After I started corresponding with three different book agents, they all said the exact same thing. The way publishing works today, nobody will want your book if you don't have a well-established platform. "Work on your numbers," they all said. That meant that I had to get my Twitter followers, Facebook followers, and blog followers up in the thousands.
Well, when you only have a few hundred you're dealing with, the loss of 5 can feel like a real blow. After all, it probably took a month of hard work just to get those 5 followers.
All day long I kept feeling like a nobody.
That seems to be the curse of social media. It is constantly there, reminding you that you're not as famous, not as effective, not as big as someone else out there. You can log on to Facebook, read through updates and then log off, feeling like an incompetent mother. You can scroll through your Twitter feed, read about other people "jet-setting across America to speak at my next conference," and be reminded that you're still sitting at home on your dreams.
For this reason alone, I know many people who have taken social media fasts, because they recognize that all of this self-focus is both unproductive and unhealthy. But a social media fast is not really the best option for someone trying to write a book and build their platform, so we must learn how to deal with it.
This same feeling must be shared by many others, as just yesterday both Jeff Goins and Beth Moore posted on the same thing. Their words were encouraging and challenging. Here is what both of their articles spoke to me personally:
- Stop making social media about you. Use it as an opportunity to minister. Use it as a way to learn about other people, to promote and encourage others. When it becomes about you, it becomes a problem.
- Don't make comparisons. This is the hardest part. Even if I focus on encouraging others, on building them up, I'm still bombarded with what everyone else is doing that I'm not. Yet for every choice that person is making, I'm making a different choice - a choice that is better for my life and my family. Yes, I may not have 10,000 followers; I may not have a book coming out next month; I may not be speaking at that large conference - but I am spending valuable time with my kids and my husband, and that is worth more to me in the end.
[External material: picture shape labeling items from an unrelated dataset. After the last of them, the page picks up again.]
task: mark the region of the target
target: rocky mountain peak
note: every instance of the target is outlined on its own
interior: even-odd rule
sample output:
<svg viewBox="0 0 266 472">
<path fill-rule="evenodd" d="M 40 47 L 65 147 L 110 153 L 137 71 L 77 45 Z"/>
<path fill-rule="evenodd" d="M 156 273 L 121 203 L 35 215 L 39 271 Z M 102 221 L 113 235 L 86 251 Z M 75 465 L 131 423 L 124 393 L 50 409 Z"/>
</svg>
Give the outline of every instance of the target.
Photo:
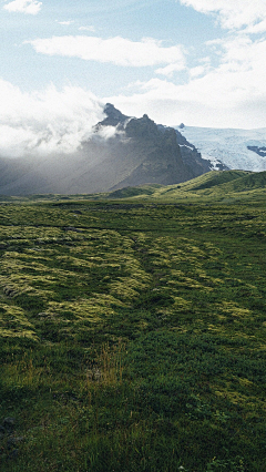
<svg viewBox="0 0 266 472">
<path fill-rule="evenodd" d="M 99 124 L 103 126 L 117 126 L 124 124 L 129 116 L 123 115 L 112 103 L 106 103 L 104 106 L 104 113 L 106 117 Z"/>
</svg>

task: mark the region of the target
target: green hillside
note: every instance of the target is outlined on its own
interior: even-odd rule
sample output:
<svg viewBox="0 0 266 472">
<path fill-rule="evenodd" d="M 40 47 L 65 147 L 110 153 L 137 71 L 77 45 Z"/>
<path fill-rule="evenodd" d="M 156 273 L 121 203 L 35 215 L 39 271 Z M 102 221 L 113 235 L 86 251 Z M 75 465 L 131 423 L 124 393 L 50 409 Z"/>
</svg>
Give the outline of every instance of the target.
<svg viewBox="0 0 266 472">
<path fill-rule="evenodd" d="M 140 187 L 142 188 L 142 187 Z M 110 194 L 112 196 L 113 194 Z M 213 171 L 178 185 L 143 188 L 137 198 L 165 202 L 241 202 L 265 198 L 266 172 Z M 115 195 L 113 195 L 115 197 Z"/>
<path fill-rule="evenodd" d="M 1 472 L 265 470 L 264 179 L 2 199 Z"/>
</svg>

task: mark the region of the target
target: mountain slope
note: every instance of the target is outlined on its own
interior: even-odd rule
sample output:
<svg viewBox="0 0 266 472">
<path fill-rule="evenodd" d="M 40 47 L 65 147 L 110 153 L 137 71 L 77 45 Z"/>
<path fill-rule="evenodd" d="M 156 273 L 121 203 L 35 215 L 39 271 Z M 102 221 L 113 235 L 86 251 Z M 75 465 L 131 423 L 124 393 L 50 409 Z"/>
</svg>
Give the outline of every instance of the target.
<svg viewBox="0 0 266 472">
<path fill-rule="evenodd" d="M 125 116 L 106 104 L 105 119 L 75 153 L 0 158 L 0 194 L 91 194 L 171 185 L 212 170 L 193 145 L 185 141 L 184 151 L 177 141 L 174 129 L 158 126 L 147 115 Z"/>
</svg>

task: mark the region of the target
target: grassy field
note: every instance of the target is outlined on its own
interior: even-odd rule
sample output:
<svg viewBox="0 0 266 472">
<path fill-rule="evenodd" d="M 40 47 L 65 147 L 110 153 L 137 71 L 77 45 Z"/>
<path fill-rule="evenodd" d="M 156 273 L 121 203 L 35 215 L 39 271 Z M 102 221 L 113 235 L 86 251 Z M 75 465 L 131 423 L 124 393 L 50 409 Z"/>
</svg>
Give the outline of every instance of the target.
<svg viewBox="0 0 266 472">
<path fill-rule="evenodd" d="M 2 198 L 1 472 L 266 470 L 264 176 L 221 175 Z"/>
</svg>

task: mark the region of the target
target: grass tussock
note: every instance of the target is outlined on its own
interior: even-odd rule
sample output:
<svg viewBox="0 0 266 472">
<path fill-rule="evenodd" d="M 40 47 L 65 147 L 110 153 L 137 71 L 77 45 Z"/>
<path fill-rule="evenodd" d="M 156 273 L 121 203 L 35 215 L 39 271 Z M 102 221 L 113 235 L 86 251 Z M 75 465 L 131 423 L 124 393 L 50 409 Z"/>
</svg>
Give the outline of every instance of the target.
<svg viewBox="0 0 266 472">
<path fill-rule="evenodd" d="M 1 205 L 1 471 L 264 471 L 265 201 L 164 191 Z"/>
</svg>

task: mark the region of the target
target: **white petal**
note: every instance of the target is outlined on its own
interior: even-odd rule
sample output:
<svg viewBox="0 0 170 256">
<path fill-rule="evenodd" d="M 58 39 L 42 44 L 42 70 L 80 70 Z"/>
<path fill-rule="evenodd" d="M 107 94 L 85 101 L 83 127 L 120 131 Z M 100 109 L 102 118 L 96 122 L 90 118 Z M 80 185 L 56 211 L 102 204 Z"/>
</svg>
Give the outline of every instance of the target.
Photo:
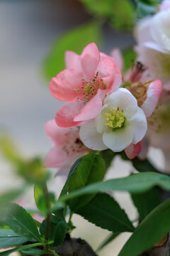
<svg viewBox="0 0 170 256">
<path fill-rule="evenodd" d="M 111 109 L 123 110 L 128 117 L 132 117 L 136 112 L 137 103 L 135 97 L 125 88 L 119 88 L 110 93 L 104 100 L 104 104 L 111 104 Z"/>
<path fill-rule="evenodd" d="M 103 132 L 103 142 L 115 152 L 120 152 L 128 146 L 132 142 L 133 129 L 130 125 L 127 125 L 124 129 L 110 132 Z"/>
<path fill-rule="evenodd" d="M 94 120 L 80 127 L 79 137 L 84 145 L 89 149 L 93 150 L 108 149 L 102 141 L 102 134 L 96 130 Z"/>
<path fill-rule="evenodd" d="M 136 114 L 128 121 L 130 122 L 133 129 L 132 143 L 137 144 L 143 139 L 147 132 L 147 123 L 146 116 L 143 110 L 137 107 Z"/>
</svg>

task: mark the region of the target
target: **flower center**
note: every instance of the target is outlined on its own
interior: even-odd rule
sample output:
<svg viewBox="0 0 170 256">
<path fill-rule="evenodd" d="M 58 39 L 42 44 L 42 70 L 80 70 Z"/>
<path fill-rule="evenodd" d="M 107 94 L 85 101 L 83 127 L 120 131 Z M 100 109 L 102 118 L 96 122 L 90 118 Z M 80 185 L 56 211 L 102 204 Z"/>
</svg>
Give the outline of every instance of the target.
<svg viewBox="0 0 170 256">
<path fill-rule="evenodd" d="M 105 113 L 105 119 L 107 121 L 105 125 L 112 128 L 113 130 L 123 128 L 125 124 L 125 115 L 123 114 L 123 111 L 110 110 L 109 112 Z"/>
</svg>

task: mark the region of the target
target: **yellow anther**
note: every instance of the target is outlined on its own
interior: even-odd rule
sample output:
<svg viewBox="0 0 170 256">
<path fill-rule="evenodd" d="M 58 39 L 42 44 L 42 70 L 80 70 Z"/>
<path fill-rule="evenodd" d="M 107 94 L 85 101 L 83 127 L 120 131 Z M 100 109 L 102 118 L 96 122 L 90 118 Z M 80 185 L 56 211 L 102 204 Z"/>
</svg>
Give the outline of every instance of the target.
<svg viewBox="0 0 170 256">
<path fill-rule="evenodd" d="M 109 112 L 105 113 L 105 119 L 107 121 L 105 125 L 108 127 L 115 129 L 122 128 L 125 121 L 125 115 L 123 112 L 120 112 L 118 109 L 117 110 L 110 110 Z"/>
</svg>

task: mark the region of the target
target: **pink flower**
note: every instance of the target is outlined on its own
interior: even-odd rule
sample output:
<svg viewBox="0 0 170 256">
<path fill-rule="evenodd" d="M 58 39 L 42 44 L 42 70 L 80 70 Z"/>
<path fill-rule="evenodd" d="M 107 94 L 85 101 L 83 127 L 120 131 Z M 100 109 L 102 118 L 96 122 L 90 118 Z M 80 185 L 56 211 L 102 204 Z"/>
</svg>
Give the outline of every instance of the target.
<svg viewBox="0 0 170 256">
<path fill-rule="evenodd" d="M 55 120 L 62 127 L 82 125 L 98 114 L 106 95 L 120 85 L 121 73 L 112 58 L 100 53 L 94 43 L 80 55 L 67 51 L 65 62 L 67 69 L 51 80 L 50 90 L 57 99 L 71 102 L 60 108 Z M 62 114 L 65 120 L 60 118 Z"/>
<path fill-rule="evenodd" d="M 45 159 L 45 166 L 70 168 L 77 159 L 88 152 L 79 139 L 79 127 L 61 128 L 52 119 L 46 122 L 45 129 L 55 144 Z"/>
</svg>

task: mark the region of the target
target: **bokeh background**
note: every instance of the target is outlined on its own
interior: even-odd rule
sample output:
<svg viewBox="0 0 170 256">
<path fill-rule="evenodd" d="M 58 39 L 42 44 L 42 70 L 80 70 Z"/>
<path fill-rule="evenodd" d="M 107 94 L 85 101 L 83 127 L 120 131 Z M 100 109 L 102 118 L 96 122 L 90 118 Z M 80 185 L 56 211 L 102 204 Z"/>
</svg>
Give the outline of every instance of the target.
<svg viewBox="0 0 170 256">
<path fill-rule="evenodd" d="M 24 157 L 44 157 L 52 146 L 45 136 L 44 124 L 52 119 L 62 102 L 50 93 L 50 79 L 45 75 L 43 65 L 56 38 L 63 33 L 91 21 L 78 0 L 1 0 L 0 1 L 0 131 L 8 132 L 15 139 Z M 108 54 L 114 47 L 120 49 L 135 43 L 132 33 L 116 31 L 108 23 L 103 25 L 103 39 L 99 50 Z M 76 42 L 77 43 L 77 42 Z M 1 155 L 0 192 L 17 187 L 21 178 L 12 166 Z M 164 167 L 162 152 L 151 149 L 149 157 L 159 169 Z M 109 177 L 128 176 L 132 167 L 116 158 Z M 54 176 L 55 170 L 52 170 Z M 56 193 L 64 184 L 57 177 L 49 183 Z M 136 211 L 128 193 L 115 193 L 115 197 L 131 220 Z M 33 191 L 26 198 L 33 205 Z M 94 249 L 108 233 L 75 215 L 77 228 L 73 235 L 86 240 Z M 101 250 L 98 255 L 116 256 L 129 234 L 125 233 Z"/>
</svg>

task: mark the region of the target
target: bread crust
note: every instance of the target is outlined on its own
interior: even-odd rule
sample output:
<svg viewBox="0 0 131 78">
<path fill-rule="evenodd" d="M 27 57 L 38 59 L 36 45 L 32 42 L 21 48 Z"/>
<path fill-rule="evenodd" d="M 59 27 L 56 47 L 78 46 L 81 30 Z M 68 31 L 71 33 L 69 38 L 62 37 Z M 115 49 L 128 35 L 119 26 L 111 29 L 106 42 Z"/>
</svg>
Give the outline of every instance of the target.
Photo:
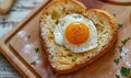
<svg viewBox="0 0 131 78">
<path fill-rule="evenodd" d="M 46 14 L 46 10 L 48 10 L 48 8 L 50 8 L 52 4 L 55 3 L 59 3 L 60 1 L 69 1 L 69 0 L 57 0 L 57 1 L 52 1 L 51 3 L 49 3 L 46 8 L 45 8 L 45 12 L 43 13 L 43 15 Z M 99 52 L 98 54 L 96 54 L 95 56 L 92 56 L 91 58 L 86 58 L 84 59 L 83 62 L 79 63 L 79 64 L 75 64 L 72 68 L 70 69 L 64 69 L 64 70 L 60 70 L 58 68 L 55 68 L 51 66 L 51 62 L 49 60 L 50 63 L 50 66 L 51 68 L 59 73 L 59 74 L 68 74 L 68 73 L 72 73 L 72 71 L 75 71 L 75 70 L 79 70 L 83 67 L 85 67 L 86 65 L 90 65 L 92 64 L 93 62 L 95 62 L 96 59 L 98 59 L 99 57 L 102 57 L 105 53 L 109 52 L 109 49 L 111 49 L 114 47 L 114 45 L 116 44 L 116 41 L 117 41 L 117 34 L 118 34 L 118 26 L 117 26 L 117 21 L 114 16 L 111 16 L 108 12 L 105 12 L 103 10 L 98 10 L 98 9 L 91 9 L 88 11 L 86 11 L 86 8 L 80 3 L 79 1 L 76 0 L 70 0 L 74 3 L 76 3 L 78 5 L 81 5 L 85 11 L 83 12 L 83 14 L 88 18 L 88 15 L 94 12 L 95 14 L 102 14 L 103 16 L 106 16 L 110 26 L 111 26 L 111 30 L 112 30 L 112 37 L 111 40 L 109 41 L 109 43 L 107 45 L 105 45 Z M 90 19 L 90 18 L 88 18 Z M 43 16 L 40 18 L 40 22 L 43 22 Z M 40 32 L 41 33 L 41 32 Z M 47 47 L 46 47 L 46 43 L 45 41 L 43 40 L 43 35 L 40 35 L 40 42 L 41 42 L 41 45 L 44 47 L 44 51 L 47 53 L 47 56 L 49 57 L 49 53 L 47 52 Z"/>
</svg>

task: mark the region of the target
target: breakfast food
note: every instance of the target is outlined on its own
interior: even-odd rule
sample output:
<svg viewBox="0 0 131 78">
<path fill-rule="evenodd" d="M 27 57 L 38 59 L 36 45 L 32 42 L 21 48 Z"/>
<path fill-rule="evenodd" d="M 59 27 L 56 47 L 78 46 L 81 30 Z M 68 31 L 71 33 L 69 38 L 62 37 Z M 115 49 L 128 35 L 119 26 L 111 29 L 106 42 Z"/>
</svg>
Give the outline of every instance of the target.
<svg viewBox="0 0 131 78">
<path fill-rule="evenodd" d="M 109 13 L 87 10 L 78 0 L 53 0 L 40 16 L 40 38 L 52 69 L 78 70 L 107 53 L 117 40 L 117 21 Z"/>
</svg>

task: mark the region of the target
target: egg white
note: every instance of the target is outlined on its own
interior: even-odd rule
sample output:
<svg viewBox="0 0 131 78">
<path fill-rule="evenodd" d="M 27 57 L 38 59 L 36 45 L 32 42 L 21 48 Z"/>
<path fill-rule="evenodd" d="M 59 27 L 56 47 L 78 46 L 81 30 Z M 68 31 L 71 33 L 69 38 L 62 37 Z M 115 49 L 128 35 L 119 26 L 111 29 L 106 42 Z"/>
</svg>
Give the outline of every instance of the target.
<svg viewBox="0 0 131 78">
<path fill-rule="evenodd" d="M 82 22 L 88 27 L 90 37 L 85 43 L 80 45 L 74 45 L 68 42 L 68 40 L 66 38 L 64 35 L 66 29 L 72 22 Z M 73 13 L 62 18 L 58 23 L 58 25 L 56 26 L 53 35 L 55 35 L 55 42 L 58 45 L 66 46 L 66 48 L 70 49 L 73 53 L 84 53 L 97 47 L 97 30 L 91 20 L 84 18 L 81 14 Z"/>
</svg>

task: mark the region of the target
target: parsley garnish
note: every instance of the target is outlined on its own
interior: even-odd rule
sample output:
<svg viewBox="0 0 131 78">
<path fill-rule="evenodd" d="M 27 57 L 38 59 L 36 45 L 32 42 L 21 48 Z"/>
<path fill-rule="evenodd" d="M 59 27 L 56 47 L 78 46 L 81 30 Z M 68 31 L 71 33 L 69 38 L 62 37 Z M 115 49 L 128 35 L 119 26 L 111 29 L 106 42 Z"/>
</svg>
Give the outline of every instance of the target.
<svg viewBox="0 0 131 78">
<path fill-rule="evenodd" d="M 120 58 L 122 58 L 122 56 L 120 56 Z"/>
<path fill-rule="evenodd" d="M 121 70 L 120 70 L 120 73 L 123 76 L 130 77 L 131 76 L 131 68 L 122 67 Z"/>
<path fill-rule="evenodd" d="M 130 40 L 130 37 L 124 38 L 123 41 L 121 41 L 122 45 L 126 45 L 126 43 Z"/>
<path fill-rule="evenodd" d="M 53 58 L 53 56 L 52 56 L 52 55 L 51 55 L 50 57 L 51 57 L 51 58 Z"/>
<path fill-rule="evenodd" d="M 99 42 L 97 42 L 97 44 L 98 44 L 98 45 L 100 45 L 100 43 L 99 43 Z"/>
<path fill-rule="evenodd" d="M 114 62 L 118 65 L 119 64 L 119 58 L 114 59 Z"/>
<path fill-rule="evenodd" d="M 36 65 L 36 62 L 32 62 L 31 65 L 34 65 L 34 66 L 35 66 L 35 65 Z"/>
<path fill-rule="evenodd" d="M 28 35 L 27 38 L 31 38 L 31 35 Z"/>
<path fill-rule="evenodd" d="M 39 51 L 39 48 L 38 48 L 38 47 L 36 47 L 36 48 L 35 48 L 35 52 L 36 52 L 36 53 L 38 53 L 38 51 Z"/>
<path fill-rule="evenodd" d="M 120 76 L 119 76 L 119 75 L 116 75 L 116 78 L 120 78 Z"/>
<path fill-rule="evenodd" d="M 119 48 L 119 52 L 121 53 L 122 52 L 122 45 L 118 46 Z"/>
<path fill-rule="evenodd" d="M 114 16 L 116 16 L 116 14 L 114 13 Z"/>
<path fill-rule="evenodd" d="M 57 20 L 57 21 L 56 21 L 56 24 L 58 24 L 58 23 L 59 23 L 59 21 Z"/>
<path fill-rule="evenodd" d="M 122 29 L 122 24 L 119 23 L 119 24 L 118 24 L 118 29 Z"/>
</svg>

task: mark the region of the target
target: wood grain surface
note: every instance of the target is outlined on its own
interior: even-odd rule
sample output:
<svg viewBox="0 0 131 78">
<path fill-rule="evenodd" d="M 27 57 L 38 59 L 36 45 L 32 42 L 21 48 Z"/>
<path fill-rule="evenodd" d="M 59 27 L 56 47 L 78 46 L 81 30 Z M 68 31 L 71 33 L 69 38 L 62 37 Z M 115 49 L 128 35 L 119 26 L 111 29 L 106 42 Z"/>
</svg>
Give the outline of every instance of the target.
<svg viewBox="0 0 131 78">
<path fill-rule="evenodd" d="M 0 2 L 5 0 L 0 0 Z M 15 0 L 8 14 L 0 14 L 0 40 L 22 21 L 43 0 Z M 1 53 L 1 51 L 0 51 Z M 0 54 L 0 78 L 22 78 L 12 65 Z"/>
<path fill-rule="evenodd" d="M 131 41 L 123 45 L 120 53 L 118 46 L 121 41 L 131 37 L 131 4 L 117 0 L 110 3 L 109 0 L 80 0 L 88 9 L 102 9 L 112 14 L 122 27 L 119 29 L 118 42 L 103 57 L 95 63 L 68 75 L 55 73 L 47 60 L 47 57 L 39 42 L 39 16 L 43 12 L 44 4 L 28 14 L 10 34 L 1 42 L 2 54 L 20 71 L 23 77 L 28 78 L 128 78 L 120 74 L 121 67 L 131 68 Z M 111 1 L 111 0 L 110 0 Z M 127 0 L 128 1 L 128 0 Z M 38 48 L 38 53 L 36 53 Z M 119 58 L 119 64 L 114 60 Z"/>
</svg>

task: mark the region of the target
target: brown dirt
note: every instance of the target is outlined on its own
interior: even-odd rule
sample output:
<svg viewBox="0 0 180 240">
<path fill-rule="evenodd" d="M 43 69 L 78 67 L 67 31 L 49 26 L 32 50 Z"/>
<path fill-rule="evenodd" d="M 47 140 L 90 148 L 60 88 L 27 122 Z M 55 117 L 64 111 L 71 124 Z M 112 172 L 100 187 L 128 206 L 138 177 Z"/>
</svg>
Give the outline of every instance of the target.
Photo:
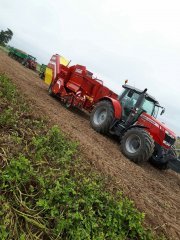
<svg viewBox="0 0 180 240">
<path fill-rule="evenodd" d="M 118 143 L 90 128 L 88 116 L 65 109 L 47 93 L 47 85 L 29 69 L 0 51 L 0 73 L 17 85 L 34 111 L 46 116 L 80 143 L 81 157 L 90 162 L 146 213 L 146 223 L 169 239 L 180 239 L 180 175 L 159 171 L 150 164 L 138 166 L 119 151 Z"/>
</svg>

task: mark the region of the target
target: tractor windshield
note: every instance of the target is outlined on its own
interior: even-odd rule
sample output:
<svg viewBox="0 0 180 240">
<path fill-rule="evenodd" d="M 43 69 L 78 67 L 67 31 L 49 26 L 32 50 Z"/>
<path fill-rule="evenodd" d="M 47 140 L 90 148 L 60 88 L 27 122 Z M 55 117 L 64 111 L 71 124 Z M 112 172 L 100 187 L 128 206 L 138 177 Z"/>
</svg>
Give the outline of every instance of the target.
<svg viewBox="0 0 180 240">
<path fill-rule="evenodd" d="M 120 95 L 120 102 L 123 106 L 123 112 L 125 116 L 128 116 L 131 112 L 131 109 L 135 107 L 137 100 L 139 99 L 140 94 L 134 91 L 125 90 Z M 142 105 L 140 107 L 146 113 L 153 117 L 157 117 L 159 112 L 159 107 L 156 105 L 154 101 L 149 98 L 144 98 Z"/>
</svg>

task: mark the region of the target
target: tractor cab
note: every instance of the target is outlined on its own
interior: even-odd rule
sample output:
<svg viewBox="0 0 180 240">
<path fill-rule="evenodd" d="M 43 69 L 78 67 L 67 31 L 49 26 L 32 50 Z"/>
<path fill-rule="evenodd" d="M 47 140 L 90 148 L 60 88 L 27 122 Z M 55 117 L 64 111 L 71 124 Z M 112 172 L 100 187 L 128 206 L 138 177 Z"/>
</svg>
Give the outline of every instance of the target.
<svg viewBox="0 0 180 240">
<path fill-rule="evenodd" d="M 36 62 L 36 58 L 31 56 L 31 55 L 28 55 L 27 56 L 27 60 L 30 60 L 30 61 L 33 61 L 33 62 Z"/>
<path fill-rule="evenodd" d="M 157 115 L 161 110 L 161 115 L 164 113 L 164 108 L 159 105 L 159 102 L 149 94 L 143 91 L 134 88 L 129 85 L 123 85 L 123 91 L 119 95 L 119 101 L 122 106 L 122 118 L 125 120 L 129 114 L 132 112 L 132 109 L 138 108 L 140 111 L 146 112 L 147 114 L 157 118 Z M 142 97 L 140 97 L 142 95 Z"/>
</svg>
- Beth Moore asks: "What is your passion? What is it that you are bursting to do [for God]? That's probably the stream of your calling." I love that quote, because it reminds me to go back to the basics- love God, love others. Will my platform matter in the end? It is not the most important thing. I want to spend the majority of my energy on what I've been called to do - minister to others.
- Focus on who you are reaching, not on who you aren't. If I'm spending all of my time thinking about who I'm not reaching, then I'm not spending that time with the people I am reaching. I only have 400 followers? That is an opportunity to reach 400 people from inside of my home that I would otherwise have no contact with. That is amazing!
I also think it's important to unplug from social media throughout the day. Having it up and on constantly is not only distracting, but can affect our moods based on what we read. It may be helpful to have specific times you log in, as well as specific times you work on building your platform - not sporadically all throughout the day.
So, how do you manage this pressure? I'd love to hear your thoughts.